On Mon, Jul 04, 2011 at 01:25:34PM +1000, Dave Chinner wrote:
> On Fri, Jul 01, 2011 at 11:41:36PM +0800, Wu Fengguang wrote:
> > Christoph,
> > On Fri, Jul 01, 2011 at 05:33:05PM +0800, Christoph Hellwig wrote:
> > > Johannes, Mel, Wu,
> > >
> > > Dave has been stressing some XFS patches of mine that remove the XFS
> > > internal writeback clustering in favour of using write_cache_pages.
> > >
> > > As part of investigating the behaviour he found out that we're still
> > > doing lots of I/O from the end of the LRU in kswapd. Not only is that
> > > pretty bad behaviour in general, but it also means we really can't
> > > just remove the writeback clustering in writepage given how much
> > > I/O is still done through that.
> > >
> > > Any chance we could the writeback vs kswap behaviour sorted out a bit
> > > better finally?
> > I once tried this approach:
> > http://www.spinics.net/lists/linux-mm/msg09202.html
> > It used a list structure that is not linearly scalable, however that
> > part should be independently improvable when necessary.
> I don't think that handing random writeback to the flusher thread is
> much better than doing random writeback directly. Yes, you added
> some clustering, but I'm still don't think writing specific pages is
> the best solution.
> > The real problem was, it seem to not very effective in my test runs.
> > I found many ->nr_pages works queued before the ->inode works, which
> > effectively makes the flusher working on more dispersed pages rather
> > than focusing on the dirty pages encountered in LRU reclaim.
> But that's really just an implementation issue related to how you
> tried to solve the problem. That could be addressed.
> However, what I'm questioning is whether we should even care what
> page memory reclaim wants to write - it seems to make fundamentally
> bad decisions from an IO persepctive.
> We have to remember that memory reclaim is doing LRU reclaim and the
> flusher threads are doing "oldest first" writeback. IOWs, both are trying
> to operate in the same direction (oldest to youngest) for the same
> purpose. The fundamental problem that occurs when memory reclaim
> starts writing pages back from the LRU is this:
> - memory reclaim has run ahead of IO writeback -
> The LRU usually looks like this:
> oldest youngest
> clean writeback dirty
> ^ ^
> | |
> | Where flusher will next work from
> | Where kswapd is working from
> IO submitted by flusher, waiting on completion
> If memory reclaim is hitting dirty pages on the LRU, it means it has
> got ahead of writeback without being throttled - it's passed over
> all the pages currently under writeback and is trying to write back
> pages that are *newer* than what writeback is working on. IOWs, it
> starts trying to do the job of the flusher threads, and it does that
> very badly.
> The $100 question is ∗why is it getting ahead of writeback*?
Unless you have a purely sequential writer, the LRU order is - at
least in theory - diverging away from the writeback order.
According to the reasoning behind generational garbage collection,
they should in fact be inverse to each other.
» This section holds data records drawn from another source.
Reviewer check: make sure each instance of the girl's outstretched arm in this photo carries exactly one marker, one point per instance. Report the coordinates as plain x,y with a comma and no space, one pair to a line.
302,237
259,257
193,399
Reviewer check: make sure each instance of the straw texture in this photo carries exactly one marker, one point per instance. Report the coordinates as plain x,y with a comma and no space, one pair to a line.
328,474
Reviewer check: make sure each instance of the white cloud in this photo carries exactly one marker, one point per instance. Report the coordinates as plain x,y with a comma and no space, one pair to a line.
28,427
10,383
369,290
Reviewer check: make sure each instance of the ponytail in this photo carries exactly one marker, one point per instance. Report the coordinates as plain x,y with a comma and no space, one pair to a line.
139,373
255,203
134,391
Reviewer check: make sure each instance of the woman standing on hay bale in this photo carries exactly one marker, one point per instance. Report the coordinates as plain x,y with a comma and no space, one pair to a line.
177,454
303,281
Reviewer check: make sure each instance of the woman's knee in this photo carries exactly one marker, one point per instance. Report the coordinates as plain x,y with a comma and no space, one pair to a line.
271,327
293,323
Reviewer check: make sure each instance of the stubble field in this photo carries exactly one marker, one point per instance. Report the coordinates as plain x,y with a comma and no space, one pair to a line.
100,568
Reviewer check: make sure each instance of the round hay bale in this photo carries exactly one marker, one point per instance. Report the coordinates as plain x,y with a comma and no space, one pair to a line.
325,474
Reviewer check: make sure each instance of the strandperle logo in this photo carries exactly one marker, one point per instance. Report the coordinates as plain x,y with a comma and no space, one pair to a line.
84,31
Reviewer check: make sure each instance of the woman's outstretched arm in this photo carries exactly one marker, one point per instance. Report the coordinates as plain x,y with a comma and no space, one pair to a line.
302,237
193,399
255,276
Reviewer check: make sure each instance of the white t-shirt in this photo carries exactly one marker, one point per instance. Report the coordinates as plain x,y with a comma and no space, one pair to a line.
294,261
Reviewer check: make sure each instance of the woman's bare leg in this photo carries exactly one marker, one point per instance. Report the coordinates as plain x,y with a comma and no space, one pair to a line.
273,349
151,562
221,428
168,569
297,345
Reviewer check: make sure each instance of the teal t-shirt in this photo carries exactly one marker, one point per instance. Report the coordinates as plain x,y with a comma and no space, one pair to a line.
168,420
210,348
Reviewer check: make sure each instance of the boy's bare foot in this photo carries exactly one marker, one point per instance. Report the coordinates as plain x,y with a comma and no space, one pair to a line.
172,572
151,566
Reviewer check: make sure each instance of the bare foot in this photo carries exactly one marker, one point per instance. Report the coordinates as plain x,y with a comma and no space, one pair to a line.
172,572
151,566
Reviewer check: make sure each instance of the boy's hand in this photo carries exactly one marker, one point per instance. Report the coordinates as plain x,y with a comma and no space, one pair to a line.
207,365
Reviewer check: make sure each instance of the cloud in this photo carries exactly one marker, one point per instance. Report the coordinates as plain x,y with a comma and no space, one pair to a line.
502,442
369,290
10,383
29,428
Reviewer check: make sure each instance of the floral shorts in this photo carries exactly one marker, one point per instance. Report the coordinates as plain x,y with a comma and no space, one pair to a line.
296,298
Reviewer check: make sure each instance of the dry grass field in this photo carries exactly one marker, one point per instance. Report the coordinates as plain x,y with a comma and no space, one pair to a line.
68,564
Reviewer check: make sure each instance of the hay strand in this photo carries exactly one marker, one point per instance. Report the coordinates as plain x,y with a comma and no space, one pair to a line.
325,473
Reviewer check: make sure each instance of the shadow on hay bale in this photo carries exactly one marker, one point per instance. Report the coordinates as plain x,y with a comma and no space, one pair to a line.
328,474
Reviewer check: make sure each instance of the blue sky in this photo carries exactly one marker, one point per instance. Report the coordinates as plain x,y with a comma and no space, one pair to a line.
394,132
The oldest pages still
in use are the most likely to be still needed in the future.
In practice we only make a generational distinction between used-once
and used-many, which manifests in the inactive and the active list.
But still, when reclaim starts off with a localized writer, the oldest
pages are likely to be at the end of the active list.
So pages from the inactive list are likely to be written in the right
order, but at the same time active pages are even older, thus written
before them. Memory reclaim starts with the inactive pages, and this
is why it gets ahead.
Then there is also the case where a fast writer pushes dirty pages to
the end of the LRU list, of course, but you already said that this is
not applicable to your workload.
My point is that I don't think it's unexpected that dirty pages come
off the inactive list in practice. It just sucks how we handle them.